一般講演(ポスター発表) PB2-025 (Poster presentation)

琵琶湖内湖における生物多様性とその地理的変異の要因

*酒井陽一郎(京大生態研), 柴田淳也(広島大学), 合田幸子, 山口真奈, 谷内茂雄, 中野伸一(京大生態研), 奥田昇(総合地球研)

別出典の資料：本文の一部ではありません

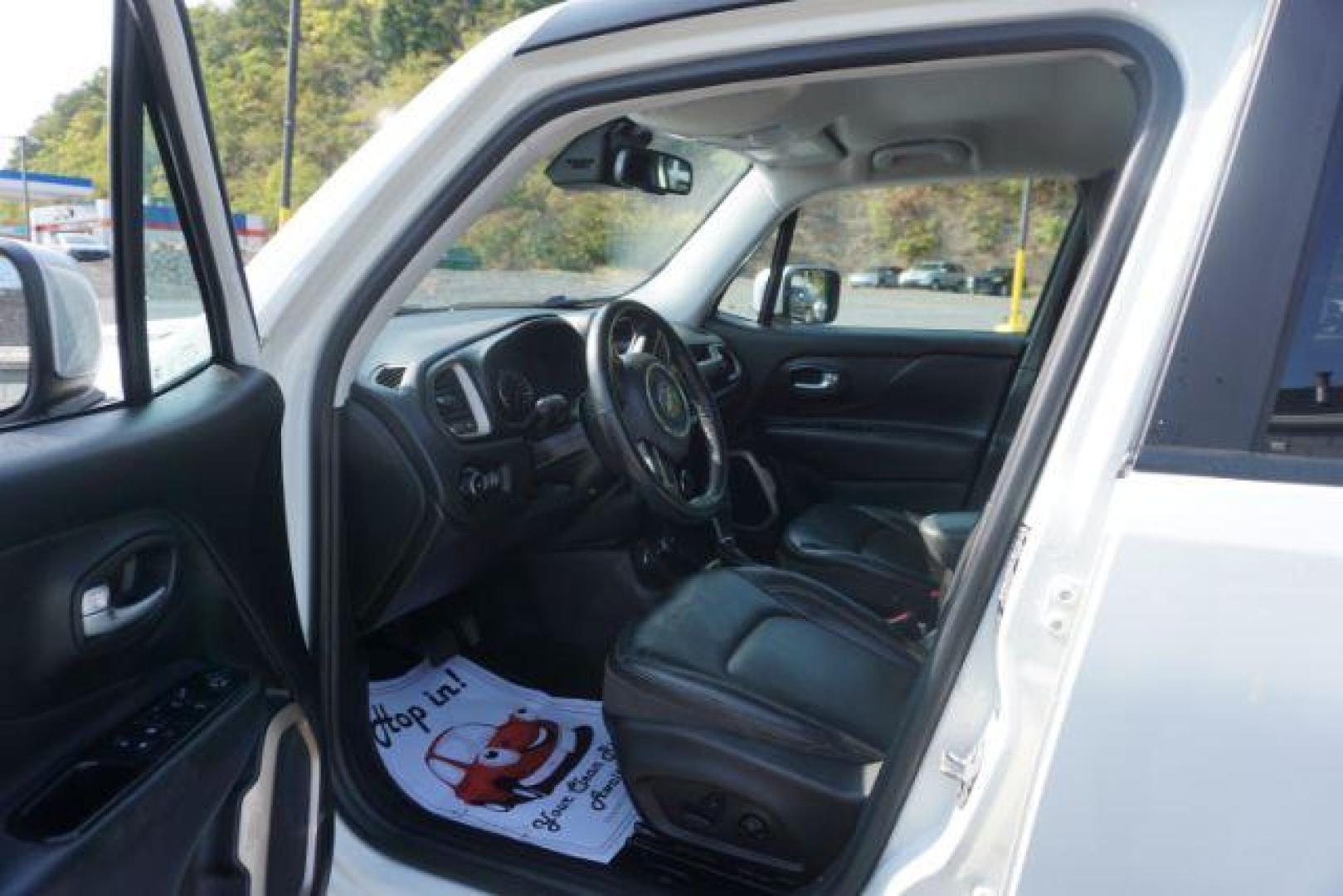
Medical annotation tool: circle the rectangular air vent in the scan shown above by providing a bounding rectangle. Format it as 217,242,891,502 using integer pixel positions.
373,364,406,390
434,364,490,439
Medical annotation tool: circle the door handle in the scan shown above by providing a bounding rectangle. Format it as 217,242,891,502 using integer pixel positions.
80,584,168,638
788,367,844,397
75,536,178,638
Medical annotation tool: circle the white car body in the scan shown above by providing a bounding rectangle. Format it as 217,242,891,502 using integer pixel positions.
898,262,970,289
130,0,1343,896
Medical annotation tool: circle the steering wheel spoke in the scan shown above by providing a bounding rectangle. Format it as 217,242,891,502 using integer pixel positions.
638,439,684,497
583,299,727,523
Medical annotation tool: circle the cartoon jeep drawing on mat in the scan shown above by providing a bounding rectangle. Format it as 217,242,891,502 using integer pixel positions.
425,708,592,811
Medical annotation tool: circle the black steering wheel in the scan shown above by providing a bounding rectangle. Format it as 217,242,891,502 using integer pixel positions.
583,299,727,523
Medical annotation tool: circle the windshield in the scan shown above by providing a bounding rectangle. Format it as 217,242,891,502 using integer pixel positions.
401,136,749,309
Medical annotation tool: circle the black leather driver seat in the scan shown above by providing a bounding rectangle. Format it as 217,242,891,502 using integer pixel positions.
779,504,940,621
603,567,922,872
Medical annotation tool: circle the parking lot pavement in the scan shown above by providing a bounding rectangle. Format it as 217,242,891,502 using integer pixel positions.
80,262,1035,338
80,261,200,326
720,278,1035,330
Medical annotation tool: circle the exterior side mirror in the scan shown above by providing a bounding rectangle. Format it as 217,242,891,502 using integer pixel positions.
0,239,104,423
752,265,842,324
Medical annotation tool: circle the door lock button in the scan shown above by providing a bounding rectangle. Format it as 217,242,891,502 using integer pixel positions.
80,583,111,616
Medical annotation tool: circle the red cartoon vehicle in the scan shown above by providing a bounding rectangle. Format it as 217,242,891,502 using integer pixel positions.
425,708,592,811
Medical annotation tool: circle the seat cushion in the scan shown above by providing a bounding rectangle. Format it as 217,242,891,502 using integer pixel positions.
603,567,922,872
781,504,937,619
603,567,922,762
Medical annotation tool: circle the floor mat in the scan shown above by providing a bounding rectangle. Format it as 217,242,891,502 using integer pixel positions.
368,657,635,863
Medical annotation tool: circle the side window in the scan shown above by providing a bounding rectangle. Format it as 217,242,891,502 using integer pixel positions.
0,0,124,426
1263,135,1343,458
0,0,215,426
720,180,1077,332
0,256,30,414
141,114,213,392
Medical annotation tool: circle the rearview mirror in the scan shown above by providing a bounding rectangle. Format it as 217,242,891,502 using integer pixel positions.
0,239,102,421
545,118,694,196
611,149,694,196
752,265,842,324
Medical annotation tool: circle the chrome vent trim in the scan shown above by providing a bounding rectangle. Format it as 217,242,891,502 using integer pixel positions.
432,363,493,439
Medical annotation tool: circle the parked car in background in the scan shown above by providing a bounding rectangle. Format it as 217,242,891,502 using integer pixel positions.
438,246,481,270
849,267,903,289
898,261,967,291
970,265,1026,295
56,234,111,262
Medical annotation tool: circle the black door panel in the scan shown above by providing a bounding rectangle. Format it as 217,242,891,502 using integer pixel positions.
709,319,1024,512
0,365,312,892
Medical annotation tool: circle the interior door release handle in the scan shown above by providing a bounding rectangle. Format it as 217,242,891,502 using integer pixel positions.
80,584,168,638
792,367,839,395
75,534,178,638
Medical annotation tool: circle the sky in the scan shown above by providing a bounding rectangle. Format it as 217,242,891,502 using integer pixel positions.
0,0,113,150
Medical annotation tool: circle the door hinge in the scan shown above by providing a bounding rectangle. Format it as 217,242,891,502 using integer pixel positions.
937,739,985,807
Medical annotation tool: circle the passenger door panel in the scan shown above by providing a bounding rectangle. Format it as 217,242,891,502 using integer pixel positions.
708,317,1026,512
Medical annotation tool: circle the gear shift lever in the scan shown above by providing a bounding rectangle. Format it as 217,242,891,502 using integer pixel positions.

琵琶湖周縁部には内湖と呼ばれる小規模な付属湖が存在する。内湖は、多くの水生生物が生息や繁殖の場として利用しているため、生物多様性の維持に重要な生態系とみなされる。しかしながら、集水域の土地利用変化に伴う水質悪化や外来魚の侵入等により、環境の劣化と多様性の減少が指摘されている。このため、内湖の生物多様性低下を導く駆動因の解明は、琵琶湖集水域全体の保全に対して重要な課題である。本研究では各内湖における既存の在来魚類とベントスの群集データを用い、内湖の環境要因および琵琶湖と内湖とのネットワーク構造が生物多様性に与える影響について解析した。さらに、集水域の土地利用様式に関するGISデータを用い、内湖環境を悪化させる人為的な駆動因について検討した。従来の知見に反し、種多様性を目的変数とした今回の解析の結果、ネットワーク構造の有意な効果は検出されず、各内湖の環境によって種多様性は説明された。在来魚の出現種数はブルーギルの個体群密度の増加によって有意に低下した。侵略的外来種であるブルーギルは、その捕食や競争により在来生物群集に大きな影響を与えることが知られるが、内湖においても同様の効果があると示唆された。一方、ベントスの種多様性は、特に内湖における濁度の増加に伴って減少した。底生食者が主であるベントスは、水柱の懸濁物の影響を直接受けるとは考えにくいため、懸濁物の増加に伴う湖底環境の悪化がベントス多様性を低下させたと考えられる。また、内湖の濁度は、全窒素および集水域の人口密度と有意な正の相関を示したことから、人為起源の窒素負荷が内湖の濁度を増加させる可能性が示唆された。多くの内湖が存在する農村集落集水域において人為的な窒素負荷を削減するには、小規模な排水処理場の整備が必要であろう。